One of her greatest roles, though extremely brief, was a cameo in “The Candidate” with Robert Redford, who appears in “What Remains Behind” mostly to share his thanks for Wood’s early interest in his career. He has no colorful stories to share. In “The Candidate,” Wood attends a fundraiser for Redford’s Bill McKay, a beautiful scene blending filmdom and pop culture showing Wood in her early 30s, apparently politically conscious (though politics are nonexistent in “What Remains Behind,”), playing herself, a character equally as fascinating as her greatest roles.



Redford’s observations in “What Remains Behind” are like those of other A-listers (or onetime A-listers) including George Segal and Richard Benjamin and George Hamilton and Dyan Cannon, who have nothing juicy. Mia Farrow lavishes praise and little else. Notably, Warren Beatty and Christopher Walken are not interviewed.

Part of the goal of “What Remains Behind” seems to be to connect the Natalie Wood family tree. The film introduces viewers to Gregson Wagner, her half-sister and her stepbrother (although that may not be the precise term). The way Gregson Wagner talks is cute, referring repeatedly to “Mommy” and “Daddy Wagner” and “Daddy Gregson.”

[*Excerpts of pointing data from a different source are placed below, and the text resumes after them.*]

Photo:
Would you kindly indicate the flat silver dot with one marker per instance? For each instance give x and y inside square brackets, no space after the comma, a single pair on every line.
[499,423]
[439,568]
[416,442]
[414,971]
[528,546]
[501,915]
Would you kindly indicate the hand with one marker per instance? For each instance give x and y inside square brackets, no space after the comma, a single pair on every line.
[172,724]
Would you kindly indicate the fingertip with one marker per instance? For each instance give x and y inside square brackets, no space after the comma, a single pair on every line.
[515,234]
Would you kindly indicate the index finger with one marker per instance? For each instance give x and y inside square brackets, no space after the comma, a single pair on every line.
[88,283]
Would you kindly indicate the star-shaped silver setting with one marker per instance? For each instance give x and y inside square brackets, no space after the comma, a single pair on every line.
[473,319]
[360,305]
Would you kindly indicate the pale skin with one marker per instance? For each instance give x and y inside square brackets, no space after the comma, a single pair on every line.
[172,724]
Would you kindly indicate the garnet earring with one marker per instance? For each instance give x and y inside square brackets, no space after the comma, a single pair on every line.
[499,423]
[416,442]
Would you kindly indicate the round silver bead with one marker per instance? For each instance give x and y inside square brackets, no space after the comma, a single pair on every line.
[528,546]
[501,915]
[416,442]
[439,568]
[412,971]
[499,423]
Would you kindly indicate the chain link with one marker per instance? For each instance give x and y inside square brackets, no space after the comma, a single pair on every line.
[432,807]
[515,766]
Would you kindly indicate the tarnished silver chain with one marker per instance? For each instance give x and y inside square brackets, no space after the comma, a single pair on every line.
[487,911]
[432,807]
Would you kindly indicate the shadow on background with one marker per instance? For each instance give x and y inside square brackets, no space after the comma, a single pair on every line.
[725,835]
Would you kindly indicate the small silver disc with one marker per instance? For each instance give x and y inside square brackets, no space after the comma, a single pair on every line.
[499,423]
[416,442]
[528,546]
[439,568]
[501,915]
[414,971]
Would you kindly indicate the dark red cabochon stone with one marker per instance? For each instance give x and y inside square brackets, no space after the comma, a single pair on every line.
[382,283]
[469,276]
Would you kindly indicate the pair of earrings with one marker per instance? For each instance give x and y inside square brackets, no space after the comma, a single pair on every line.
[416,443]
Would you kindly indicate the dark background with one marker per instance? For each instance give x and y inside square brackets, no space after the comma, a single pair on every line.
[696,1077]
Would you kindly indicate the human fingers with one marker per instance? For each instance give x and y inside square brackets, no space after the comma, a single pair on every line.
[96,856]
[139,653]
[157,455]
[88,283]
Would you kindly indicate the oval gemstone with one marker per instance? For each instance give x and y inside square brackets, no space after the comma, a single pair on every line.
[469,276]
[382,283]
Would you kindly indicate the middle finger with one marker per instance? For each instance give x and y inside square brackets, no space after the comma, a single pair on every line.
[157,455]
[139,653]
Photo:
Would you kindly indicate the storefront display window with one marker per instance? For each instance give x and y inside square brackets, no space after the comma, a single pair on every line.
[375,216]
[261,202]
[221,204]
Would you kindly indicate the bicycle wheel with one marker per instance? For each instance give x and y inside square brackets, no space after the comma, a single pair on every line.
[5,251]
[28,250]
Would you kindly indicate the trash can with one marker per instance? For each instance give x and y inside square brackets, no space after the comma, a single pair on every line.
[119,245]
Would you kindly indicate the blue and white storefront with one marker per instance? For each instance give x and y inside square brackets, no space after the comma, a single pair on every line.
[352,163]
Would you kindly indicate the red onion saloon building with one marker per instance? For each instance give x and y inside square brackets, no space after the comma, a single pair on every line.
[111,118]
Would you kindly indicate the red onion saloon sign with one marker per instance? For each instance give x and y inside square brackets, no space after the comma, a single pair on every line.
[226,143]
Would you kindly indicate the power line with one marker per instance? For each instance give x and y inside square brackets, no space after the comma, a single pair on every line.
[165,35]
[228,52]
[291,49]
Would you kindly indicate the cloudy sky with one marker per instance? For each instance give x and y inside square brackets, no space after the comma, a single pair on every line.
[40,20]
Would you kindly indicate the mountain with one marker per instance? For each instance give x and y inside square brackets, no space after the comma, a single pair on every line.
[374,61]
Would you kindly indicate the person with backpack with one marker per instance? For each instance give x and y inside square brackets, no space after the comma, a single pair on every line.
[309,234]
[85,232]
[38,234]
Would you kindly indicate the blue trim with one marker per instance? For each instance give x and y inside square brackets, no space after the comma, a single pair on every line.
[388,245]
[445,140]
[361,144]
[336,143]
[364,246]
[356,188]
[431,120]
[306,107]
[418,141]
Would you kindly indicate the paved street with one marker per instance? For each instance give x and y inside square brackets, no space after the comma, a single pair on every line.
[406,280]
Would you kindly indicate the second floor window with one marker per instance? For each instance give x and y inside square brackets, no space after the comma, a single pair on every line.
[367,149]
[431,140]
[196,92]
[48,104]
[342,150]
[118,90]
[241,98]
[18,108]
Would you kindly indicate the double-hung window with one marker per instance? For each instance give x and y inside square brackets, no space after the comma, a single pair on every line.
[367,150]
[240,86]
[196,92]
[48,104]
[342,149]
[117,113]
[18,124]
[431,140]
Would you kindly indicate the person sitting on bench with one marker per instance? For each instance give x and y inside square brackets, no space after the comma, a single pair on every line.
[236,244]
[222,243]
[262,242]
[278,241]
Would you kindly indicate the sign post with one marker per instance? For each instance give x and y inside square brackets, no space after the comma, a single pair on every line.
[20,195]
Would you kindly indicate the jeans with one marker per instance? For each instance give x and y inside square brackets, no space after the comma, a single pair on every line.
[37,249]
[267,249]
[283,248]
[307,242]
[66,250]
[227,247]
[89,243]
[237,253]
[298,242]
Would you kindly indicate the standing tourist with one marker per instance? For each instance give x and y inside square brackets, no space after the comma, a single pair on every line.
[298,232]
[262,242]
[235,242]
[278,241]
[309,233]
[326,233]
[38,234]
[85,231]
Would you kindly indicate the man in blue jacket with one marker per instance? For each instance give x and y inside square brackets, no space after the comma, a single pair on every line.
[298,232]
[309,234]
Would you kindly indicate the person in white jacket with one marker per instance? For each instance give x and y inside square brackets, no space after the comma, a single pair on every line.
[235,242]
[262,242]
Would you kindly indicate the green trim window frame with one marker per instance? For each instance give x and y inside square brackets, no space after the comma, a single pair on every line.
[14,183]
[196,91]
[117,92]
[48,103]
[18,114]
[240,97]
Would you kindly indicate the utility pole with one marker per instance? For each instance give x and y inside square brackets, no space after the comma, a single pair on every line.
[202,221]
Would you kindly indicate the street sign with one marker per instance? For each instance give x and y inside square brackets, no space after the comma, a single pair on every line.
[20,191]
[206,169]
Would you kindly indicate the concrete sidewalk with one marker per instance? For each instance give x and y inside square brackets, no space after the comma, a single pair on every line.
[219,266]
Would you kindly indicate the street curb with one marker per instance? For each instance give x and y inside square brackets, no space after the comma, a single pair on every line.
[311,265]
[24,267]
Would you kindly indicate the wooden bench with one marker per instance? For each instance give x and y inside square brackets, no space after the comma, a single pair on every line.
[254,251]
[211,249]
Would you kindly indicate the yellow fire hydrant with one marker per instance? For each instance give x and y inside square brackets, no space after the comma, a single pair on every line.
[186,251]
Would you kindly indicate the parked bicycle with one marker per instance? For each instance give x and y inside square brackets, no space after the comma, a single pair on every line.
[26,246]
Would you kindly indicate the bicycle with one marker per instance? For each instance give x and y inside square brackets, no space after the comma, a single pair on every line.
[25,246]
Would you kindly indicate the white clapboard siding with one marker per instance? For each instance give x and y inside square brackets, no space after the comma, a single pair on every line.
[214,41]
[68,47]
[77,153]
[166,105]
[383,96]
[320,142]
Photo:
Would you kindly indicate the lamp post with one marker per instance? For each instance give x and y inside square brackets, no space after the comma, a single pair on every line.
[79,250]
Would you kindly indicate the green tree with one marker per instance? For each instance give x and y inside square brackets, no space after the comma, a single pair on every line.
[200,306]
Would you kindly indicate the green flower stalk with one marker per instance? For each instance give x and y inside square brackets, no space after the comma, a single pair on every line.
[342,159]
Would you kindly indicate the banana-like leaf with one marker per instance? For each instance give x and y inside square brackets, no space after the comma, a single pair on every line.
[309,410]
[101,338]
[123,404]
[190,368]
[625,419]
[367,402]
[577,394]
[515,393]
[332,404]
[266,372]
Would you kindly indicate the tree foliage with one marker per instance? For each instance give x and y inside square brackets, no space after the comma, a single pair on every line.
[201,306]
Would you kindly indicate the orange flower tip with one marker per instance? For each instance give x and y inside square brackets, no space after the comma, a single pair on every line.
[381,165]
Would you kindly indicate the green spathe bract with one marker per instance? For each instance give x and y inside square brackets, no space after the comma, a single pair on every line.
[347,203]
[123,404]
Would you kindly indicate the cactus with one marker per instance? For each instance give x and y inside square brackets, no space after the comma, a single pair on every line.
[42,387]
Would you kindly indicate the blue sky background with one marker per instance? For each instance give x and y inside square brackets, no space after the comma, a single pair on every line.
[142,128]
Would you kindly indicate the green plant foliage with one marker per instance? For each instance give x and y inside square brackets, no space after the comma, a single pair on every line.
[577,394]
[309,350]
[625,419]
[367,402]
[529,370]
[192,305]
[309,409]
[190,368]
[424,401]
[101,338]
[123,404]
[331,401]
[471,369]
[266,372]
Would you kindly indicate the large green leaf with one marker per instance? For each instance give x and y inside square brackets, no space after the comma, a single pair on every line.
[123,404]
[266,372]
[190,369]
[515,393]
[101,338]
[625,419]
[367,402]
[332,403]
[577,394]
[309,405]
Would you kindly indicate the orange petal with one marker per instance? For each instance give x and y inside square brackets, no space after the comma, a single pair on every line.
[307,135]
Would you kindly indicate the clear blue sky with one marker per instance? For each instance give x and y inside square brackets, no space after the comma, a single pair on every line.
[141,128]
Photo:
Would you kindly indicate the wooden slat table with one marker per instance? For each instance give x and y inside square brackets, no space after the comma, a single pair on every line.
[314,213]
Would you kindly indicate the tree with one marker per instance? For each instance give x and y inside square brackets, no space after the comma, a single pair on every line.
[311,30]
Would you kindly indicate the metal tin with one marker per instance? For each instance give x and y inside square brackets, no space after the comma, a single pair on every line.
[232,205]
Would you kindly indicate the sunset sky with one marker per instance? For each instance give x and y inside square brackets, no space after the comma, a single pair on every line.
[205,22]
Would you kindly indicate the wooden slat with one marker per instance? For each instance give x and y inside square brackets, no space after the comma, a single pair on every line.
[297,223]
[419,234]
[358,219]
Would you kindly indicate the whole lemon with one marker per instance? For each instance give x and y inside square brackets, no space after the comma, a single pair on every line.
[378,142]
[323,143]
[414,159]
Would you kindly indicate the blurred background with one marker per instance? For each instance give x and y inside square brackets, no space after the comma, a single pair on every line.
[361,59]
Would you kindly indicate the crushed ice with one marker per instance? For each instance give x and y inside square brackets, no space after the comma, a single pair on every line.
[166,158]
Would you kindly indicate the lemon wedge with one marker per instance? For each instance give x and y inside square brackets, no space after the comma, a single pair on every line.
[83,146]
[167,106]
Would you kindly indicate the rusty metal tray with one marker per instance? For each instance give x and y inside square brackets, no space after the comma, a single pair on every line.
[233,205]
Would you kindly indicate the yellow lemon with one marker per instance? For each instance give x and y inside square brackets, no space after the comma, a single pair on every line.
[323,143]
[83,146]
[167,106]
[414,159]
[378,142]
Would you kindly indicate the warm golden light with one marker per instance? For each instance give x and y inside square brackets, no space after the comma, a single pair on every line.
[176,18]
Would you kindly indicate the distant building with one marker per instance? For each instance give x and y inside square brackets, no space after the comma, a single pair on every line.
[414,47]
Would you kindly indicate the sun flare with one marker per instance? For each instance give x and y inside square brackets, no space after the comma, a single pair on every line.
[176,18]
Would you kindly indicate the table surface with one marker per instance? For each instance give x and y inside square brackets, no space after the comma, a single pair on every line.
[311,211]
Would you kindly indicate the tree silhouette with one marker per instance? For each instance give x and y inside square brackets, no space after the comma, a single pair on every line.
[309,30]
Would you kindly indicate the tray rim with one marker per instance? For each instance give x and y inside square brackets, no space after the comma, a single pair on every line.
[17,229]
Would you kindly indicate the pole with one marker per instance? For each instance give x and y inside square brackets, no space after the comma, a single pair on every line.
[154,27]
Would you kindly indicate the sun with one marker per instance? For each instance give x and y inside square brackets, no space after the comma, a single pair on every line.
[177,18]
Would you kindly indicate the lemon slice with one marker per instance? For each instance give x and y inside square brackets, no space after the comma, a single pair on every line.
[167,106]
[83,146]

Every good movie needs a villain. That role is lightly handed here to Natalie’s younger sister, Lana Wood, who evidently is on the outs with the Natalie family tree. She is not interviewed in this program, and clips of an interview she gave to Dr. Phil McGraw questioning the conclusions of Natalie’s death are introduced only at the 92-minute mark. Lana Wood tells McGraw, “I think the investigation was mishandled from the beginning. Things were oversimplified and ignored,” though she says “conspiracy” is a bit too much.

Courtney Wagner, the lone child of Wood and Wagner together, says, “I don’t even think she believes what she’s saying.”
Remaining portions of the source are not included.